Class is in session at the world’s first 3D-printed school. Located in Malawi, the school was built by 14Trees, a joint venture between Holcim and the UK’s CDC Group, using a BOD2 printer from Danish 3D construction robot printer company COBOD. The innovative application of 3D printing technology resulted in reduced cost, time, and materials traditionally expended when building schools and housing. Furthermore, the build also had an environmental footprint that was more than 50% less than traditional build methods. “I am very impressed by the new building – its durability and design provide the space and facilities that students did not have before. This school will attract more students, and those learners that had left will return to education,” says Juliana Kuphanga Chikandila, Primary Education Advisor, representing the Director of Education, Youth, and Sports in Malawi.

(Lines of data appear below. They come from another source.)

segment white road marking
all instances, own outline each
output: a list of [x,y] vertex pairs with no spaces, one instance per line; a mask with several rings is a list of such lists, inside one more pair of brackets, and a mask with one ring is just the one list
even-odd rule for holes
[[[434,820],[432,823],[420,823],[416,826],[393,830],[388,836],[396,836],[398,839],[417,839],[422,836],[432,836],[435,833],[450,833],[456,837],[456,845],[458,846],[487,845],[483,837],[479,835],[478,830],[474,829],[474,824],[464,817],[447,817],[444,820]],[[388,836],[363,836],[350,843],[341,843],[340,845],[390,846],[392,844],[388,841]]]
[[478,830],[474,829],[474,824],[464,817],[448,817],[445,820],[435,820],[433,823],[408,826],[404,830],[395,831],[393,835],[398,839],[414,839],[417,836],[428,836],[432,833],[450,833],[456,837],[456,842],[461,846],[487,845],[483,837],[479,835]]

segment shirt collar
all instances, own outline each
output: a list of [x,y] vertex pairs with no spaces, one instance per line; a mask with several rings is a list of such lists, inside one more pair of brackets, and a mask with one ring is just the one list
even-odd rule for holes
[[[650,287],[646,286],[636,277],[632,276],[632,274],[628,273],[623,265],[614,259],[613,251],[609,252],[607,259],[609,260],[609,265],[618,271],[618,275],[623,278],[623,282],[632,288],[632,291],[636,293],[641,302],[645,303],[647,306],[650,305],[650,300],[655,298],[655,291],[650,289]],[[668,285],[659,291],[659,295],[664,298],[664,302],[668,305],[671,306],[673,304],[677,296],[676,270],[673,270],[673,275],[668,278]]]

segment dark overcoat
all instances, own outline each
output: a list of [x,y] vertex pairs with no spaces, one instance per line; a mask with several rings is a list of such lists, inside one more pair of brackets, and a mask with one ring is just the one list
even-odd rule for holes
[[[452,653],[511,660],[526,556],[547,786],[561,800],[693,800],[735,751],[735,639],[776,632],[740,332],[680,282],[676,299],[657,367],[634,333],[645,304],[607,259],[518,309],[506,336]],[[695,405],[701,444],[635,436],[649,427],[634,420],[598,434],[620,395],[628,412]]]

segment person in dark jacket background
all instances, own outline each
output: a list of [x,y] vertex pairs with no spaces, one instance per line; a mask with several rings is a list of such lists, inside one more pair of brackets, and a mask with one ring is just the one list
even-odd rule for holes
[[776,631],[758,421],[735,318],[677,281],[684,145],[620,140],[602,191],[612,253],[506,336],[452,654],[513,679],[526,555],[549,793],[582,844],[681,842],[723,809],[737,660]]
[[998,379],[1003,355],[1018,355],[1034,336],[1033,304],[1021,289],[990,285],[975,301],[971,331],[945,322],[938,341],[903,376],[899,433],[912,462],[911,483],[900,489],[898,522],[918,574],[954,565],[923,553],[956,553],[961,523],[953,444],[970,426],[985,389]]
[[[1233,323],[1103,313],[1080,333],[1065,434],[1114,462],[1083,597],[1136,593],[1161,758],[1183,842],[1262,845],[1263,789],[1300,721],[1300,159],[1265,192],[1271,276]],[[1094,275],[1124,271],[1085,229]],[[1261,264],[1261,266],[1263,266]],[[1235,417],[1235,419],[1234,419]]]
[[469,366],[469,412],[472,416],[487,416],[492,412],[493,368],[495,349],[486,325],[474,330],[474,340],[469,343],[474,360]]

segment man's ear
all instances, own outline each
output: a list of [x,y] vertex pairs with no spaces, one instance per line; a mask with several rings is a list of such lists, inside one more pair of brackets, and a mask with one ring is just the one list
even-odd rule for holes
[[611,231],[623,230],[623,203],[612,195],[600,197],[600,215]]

In alignment with the United Nations’ Sustainable Development Goals, which address the global challenges humanity faces, including poverty, inequality, climate change, and environmental degradation, the school was built with the goal of accelerating the provision of affordable housing and schools across the continent of Africa. Ultimately, this 3D-printed school highlights the potential for the application of 3D printing for education infrastructure globally. The new technology also brings about opportunities for local people to be trained as 3D machine operators and specialists, as well as the creation of highly skilled jobs.